The extended relational algebra operations expand upon the basics to allow for things such as arithmetic operations and outer joins. Following is the list of the extended operations discussed in the book:

- generalized projection
- aggregate functions
- outer joins

The `generalized projection`

operation allows you to use arithmetic operations during a projection. This allows you to perform operations such as addition, subtraction, multiplication and division to compute the output of an attribute.

`Aggregate functions`

project the output relation as a single tuple. These include *sum*, *average*, *min*, *max*, and *count* which perform the aggregate function you would expect. If you want to perform these aggregates on certain *sets* within a relation, you can partition the relation into groups using the `group`

function. This will output a relation that has *n* tuples, where *n* is the number of groups that result from the `group`

function.

Finally, the outer join is a different type of join where you can take unmatched tuples from either or both of the relations and include them in the result. The ⟕ symbol is used to represent the left outer join, which will take any unmatched tuples from the left relation and include them in the results. The attributes from the right relation will be padded with null values. The right outer join is the same idea but with the right side relation, and is designated with the ⟖ symbol. Finally there is a full outer join, designated by the ⟗ character, which will take the unmatched tuples from both relations and include them in the output, padding the unmatched attributes with null values.

### Null values

Since null is a valid element in relational operations, and since it represents an “unknown”, we need to understand how to work with it.

• Arithmetic operations (+, -, \*, /): if an arithmetic operation has null in it, the result is always null.

• Comparison Operations (<, <=, >, >=, !=): these evaluate to a special value called *unknown* since there is no way to tell for sure whether the result is true or false.
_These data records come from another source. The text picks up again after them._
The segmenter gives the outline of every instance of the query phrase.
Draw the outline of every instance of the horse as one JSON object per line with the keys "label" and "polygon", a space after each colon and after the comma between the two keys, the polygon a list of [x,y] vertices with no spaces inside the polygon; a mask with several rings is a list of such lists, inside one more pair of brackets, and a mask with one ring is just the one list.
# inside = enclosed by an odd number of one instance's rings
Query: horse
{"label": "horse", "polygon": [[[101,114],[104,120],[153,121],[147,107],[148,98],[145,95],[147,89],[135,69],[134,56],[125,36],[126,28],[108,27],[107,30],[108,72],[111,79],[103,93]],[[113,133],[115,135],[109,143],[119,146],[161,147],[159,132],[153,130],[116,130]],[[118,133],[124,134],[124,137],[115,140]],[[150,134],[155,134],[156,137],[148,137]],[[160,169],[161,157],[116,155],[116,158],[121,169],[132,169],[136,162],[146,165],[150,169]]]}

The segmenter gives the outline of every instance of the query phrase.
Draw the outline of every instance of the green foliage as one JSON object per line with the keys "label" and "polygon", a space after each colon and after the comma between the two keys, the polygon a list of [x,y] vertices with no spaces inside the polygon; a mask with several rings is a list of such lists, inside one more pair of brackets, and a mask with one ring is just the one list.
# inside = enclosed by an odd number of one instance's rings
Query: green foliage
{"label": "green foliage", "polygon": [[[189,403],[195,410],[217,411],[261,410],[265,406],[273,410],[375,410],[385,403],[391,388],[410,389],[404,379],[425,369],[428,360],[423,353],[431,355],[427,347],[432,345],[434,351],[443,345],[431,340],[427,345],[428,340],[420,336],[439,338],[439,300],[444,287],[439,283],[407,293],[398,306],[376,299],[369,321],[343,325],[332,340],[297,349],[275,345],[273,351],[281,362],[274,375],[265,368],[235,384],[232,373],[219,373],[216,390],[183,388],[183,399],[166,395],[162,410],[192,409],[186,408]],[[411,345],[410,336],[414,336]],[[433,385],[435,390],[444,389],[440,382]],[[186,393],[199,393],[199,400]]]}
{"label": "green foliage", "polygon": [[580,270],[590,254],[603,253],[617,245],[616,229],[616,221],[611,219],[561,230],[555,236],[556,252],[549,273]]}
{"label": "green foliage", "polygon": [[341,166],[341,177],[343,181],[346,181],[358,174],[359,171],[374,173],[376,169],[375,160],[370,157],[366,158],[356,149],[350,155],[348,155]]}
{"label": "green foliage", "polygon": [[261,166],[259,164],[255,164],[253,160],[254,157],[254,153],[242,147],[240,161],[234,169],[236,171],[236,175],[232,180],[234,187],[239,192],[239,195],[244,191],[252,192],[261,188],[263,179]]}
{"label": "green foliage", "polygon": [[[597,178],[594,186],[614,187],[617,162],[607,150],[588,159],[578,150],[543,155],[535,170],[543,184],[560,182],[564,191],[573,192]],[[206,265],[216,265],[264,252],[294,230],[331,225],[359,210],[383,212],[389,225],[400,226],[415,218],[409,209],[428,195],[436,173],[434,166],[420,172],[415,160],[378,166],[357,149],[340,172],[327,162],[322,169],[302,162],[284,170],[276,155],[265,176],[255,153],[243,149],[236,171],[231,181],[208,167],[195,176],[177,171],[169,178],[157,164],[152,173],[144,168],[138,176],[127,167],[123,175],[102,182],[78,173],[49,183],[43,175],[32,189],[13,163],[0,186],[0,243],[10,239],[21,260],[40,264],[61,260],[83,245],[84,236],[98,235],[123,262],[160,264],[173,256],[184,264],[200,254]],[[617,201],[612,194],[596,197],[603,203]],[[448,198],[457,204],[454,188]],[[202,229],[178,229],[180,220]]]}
• Logical (Boolean) operations: (true and unknown) = unknown; (false and unknown) = false; (unknown and unknown) = unknown; (true or unknown) = true; (false or unknown) = unknown; (unknown or unknown) = unknown; (not unknown) = unknown.

• Select operation: if the condition returns unknown or false it is not added to the result.

• Join operation: if the 2 tuples both have a null value in a common attribute they will not show up in the result set because they will evaluate to unknown.

• Projection: null is treated the same as any other value, so if 2 tuples have the same attributes and have null for an attribute, one of them will get removed from the result.

• Union, intersection, difference: works the same as with projection, so tuples are considered the same if they have null for the same attributes.

• Aggregates: nulls get removed at the beginning before performing the aggregate (note: this means that aggregates don’t return null just because there are null values present). With grouping, nulls are treated the same as any other value.